Yes. We do not have weapons. For almost nine months we have been protecting ourselves empty-handed. I understand that Western countries are afraid that we will not be able to handle modern equipment and that it will fall into Russian hands. But at least give money for the manufacture of weapons in our factories, because we have a defense industry, but we have no money. Ukraine needs to create an army that is no smaller than the armies in the NATO countries. Because then Ukraine could defend Poland and the eastern flank of NATO from Putin. Ukraine should be armed openly but carefully. Without American weapons and American instructors. They could be of any origin, and the instructors could be Georgians, for example.

We have a problem that many Ukrainians don’t want to fight for Donbas specifically. It is difficult to convince them that if they hesitate too much Russia could soon be in Uzhhorod in Zakarpattia.

Isn’t it a problem that at the forefront in Ukraine’s defense, in the Azov battalion, there are people Putin has called Nazis and who could actually be them?

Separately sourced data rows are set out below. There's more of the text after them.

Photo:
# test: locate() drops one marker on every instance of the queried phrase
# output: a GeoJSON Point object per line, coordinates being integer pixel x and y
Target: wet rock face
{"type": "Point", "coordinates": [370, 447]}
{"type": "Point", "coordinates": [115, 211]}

No it is not a problem. In Azov there are people with different viewpoints. Many hold certain views for reasons of fame and career. It is true that there are fascists as well. But when it comes to the defense of the country, it is impossible to choose only people with admirable ideas. The liberally inclined scientists and lecturers are not likely to want to fight in great numbers. The fact that Russia’s main enemies in the war are people with nationalistic, rightwing views is not surprising either. Because the ruling elite in Russia is building a national-socialist state. They want a Greater Russia and their opponents want a Great Ukraine.

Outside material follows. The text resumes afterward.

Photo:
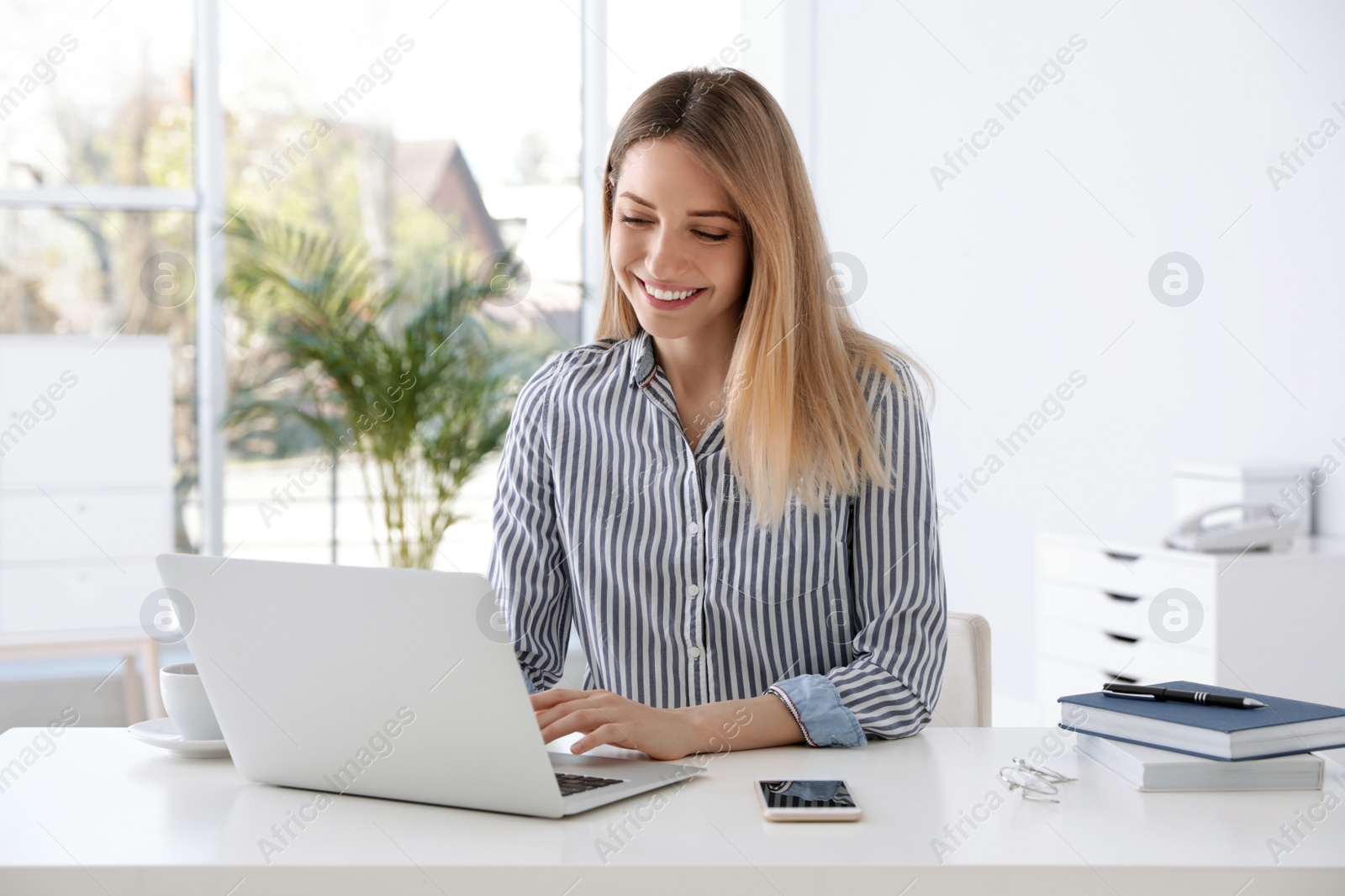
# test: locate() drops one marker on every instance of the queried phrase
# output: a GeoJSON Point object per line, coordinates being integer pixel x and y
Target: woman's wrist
{"type": "Point", "coordinates": [743, 724]}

But in general there are very few people like that in Ukraine. Support for them is close to zero. The Right Sector and Svoboda parties together drew 3% of the vote during the last election.

 Is Ukraine capable of reform right now, during the war?

I’m afraid not. The process of creating new institutions and adopting new legislation is slow and long. Until now Ukrainians were a nation of revolutions. Only now is there a chance to become a political people with institutions. As the Poles did in 1918.

A year ago the main task of Ukrainian Maidan was to return to an oligarchic state. Because during the Yanukovych era Ukraine became a criminal country. After Maidan we returned to the situation of the 2009-2010 years and began to develop on a higher level. But this is a complicated process to reform the country. You need the participation of citizens. You have to convince them to accept material losses as a result of the reforms. It is necessary for the government to be competent, to become decentralized so that self-government can develop, and to avoid the return of the oligarchic system. All this is institutionally very difficult. And the war continues.

If you ask the average Ukrainian today if his life is better, he will tell you it is much worse. And this is true. He will also say that Russia is guilty but his government is also guilty. And this is good. Ukrainians like the Poles never like their governments. In contrast to the Russians.